CHOCOLATE ICE CREAM SEEMS TO HAVE THE SAME EFFECT ON THE CHILDREN HERE AT FD HQ
Doctors and parents should watch for signs of bizarre behavior in children treated with the flu drug Tamiflu, federal health officials suggested on Monday in citing an increasing number of such cases from overseas.
Food and Drug Administration officials do not know whether 103 cases recently reported, including three deaths from falls, are linked to the drug or to the flu virus, or to a combination. Most of the cases involved children.
Still, F.D.A. staff members suggested updating the Tamiflu label to recommend that all patients, especially children, be closely monitored while using the drug. They also acknowledged that stopping treatment with Tamiflu could harm influenza patients if the virus were the cause of delirium, hallucinations and other abnormal behavior like aggression and suicidal thoughts.

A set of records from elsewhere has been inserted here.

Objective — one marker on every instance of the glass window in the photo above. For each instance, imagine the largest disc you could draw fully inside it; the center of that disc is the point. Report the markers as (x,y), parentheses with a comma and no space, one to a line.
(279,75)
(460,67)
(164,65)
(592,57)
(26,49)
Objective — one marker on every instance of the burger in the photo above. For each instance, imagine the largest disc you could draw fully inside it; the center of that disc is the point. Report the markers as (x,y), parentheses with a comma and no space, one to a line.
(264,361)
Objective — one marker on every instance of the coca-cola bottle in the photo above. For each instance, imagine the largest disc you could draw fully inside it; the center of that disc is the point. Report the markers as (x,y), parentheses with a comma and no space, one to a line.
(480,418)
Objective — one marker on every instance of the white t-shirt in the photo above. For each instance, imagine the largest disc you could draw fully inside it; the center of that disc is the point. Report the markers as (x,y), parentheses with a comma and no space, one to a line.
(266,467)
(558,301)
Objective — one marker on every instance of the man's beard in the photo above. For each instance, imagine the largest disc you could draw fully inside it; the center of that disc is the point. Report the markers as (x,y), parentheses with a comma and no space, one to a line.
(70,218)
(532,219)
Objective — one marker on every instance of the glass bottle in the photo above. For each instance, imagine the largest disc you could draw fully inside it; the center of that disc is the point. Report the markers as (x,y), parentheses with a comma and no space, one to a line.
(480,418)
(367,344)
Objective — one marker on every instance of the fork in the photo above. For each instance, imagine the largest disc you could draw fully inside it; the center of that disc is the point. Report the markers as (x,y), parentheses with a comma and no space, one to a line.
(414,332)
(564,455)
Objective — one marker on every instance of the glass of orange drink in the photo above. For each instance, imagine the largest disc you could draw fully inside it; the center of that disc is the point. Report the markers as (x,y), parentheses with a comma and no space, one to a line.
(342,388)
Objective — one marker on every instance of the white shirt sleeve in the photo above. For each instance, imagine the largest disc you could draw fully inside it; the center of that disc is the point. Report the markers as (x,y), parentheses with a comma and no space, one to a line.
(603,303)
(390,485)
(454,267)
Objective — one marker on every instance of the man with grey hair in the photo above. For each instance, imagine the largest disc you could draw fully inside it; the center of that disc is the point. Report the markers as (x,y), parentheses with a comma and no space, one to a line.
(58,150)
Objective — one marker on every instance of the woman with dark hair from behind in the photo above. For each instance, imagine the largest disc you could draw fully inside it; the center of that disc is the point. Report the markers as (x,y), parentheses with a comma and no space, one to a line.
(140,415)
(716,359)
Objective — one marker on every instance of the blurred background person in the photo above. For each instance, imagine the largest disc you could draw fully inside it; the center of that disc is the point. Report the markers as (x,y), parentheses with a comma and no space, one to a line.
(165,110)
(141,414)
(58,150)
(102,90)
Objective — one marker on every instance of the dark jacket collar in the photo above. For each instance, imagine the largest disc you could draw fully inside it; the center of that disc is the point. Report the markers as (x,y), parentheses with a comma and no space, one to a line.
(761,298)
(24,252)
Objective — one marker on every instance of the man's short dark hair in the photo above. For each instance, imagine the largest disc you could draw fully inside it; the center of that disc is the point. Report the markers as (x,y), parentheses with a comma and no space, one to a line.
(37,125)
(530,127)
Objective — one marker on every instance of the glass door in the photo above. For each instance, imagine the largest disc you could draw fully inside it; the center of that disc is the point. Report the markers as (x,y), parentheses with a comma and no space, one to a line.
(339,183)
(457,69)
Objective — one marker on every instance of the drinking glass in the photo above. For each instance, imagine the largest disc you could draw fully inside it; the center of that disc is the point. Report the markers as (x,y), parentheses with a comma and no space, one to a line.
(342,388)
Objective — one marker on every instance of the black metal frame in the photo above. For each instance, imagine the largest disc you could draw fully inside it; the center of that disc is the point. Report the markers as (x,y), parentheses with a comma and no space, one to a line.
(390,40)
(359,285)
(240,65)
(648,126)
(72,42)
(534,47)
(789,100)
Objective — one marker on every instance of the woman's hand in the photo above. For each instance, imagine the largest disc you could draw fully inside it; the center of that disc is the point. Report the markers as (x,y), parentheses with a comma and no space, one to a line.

Most of the cases of bizarrity are from Japan, but US officials will still watch the situation closely because, as the AP notes, Tamiflu is expected to play a key role in public-health strategies should there be a breakout of avian flu.
WE'VE GOT TWENTY BUCKS FOR THE FIRST HIGH-SCHOOL KID WHO ASKS A GIRL, "HEY, GIMME TWO MINUTES AND I'LL BETCHA I CAN FIND WHERE YOU'RE HIDING YOUR NOKIA."
New York City students, eager to defy the city's inexplicable ban on cellphones in school, have apparently taken to hiding the phones in their bras and unmentionables to get past front-door searches:
"It isn't hard for girls at all. We just put the phone in our underwear," said Veronica, 16, from Martin Luther King High School in Manhattan.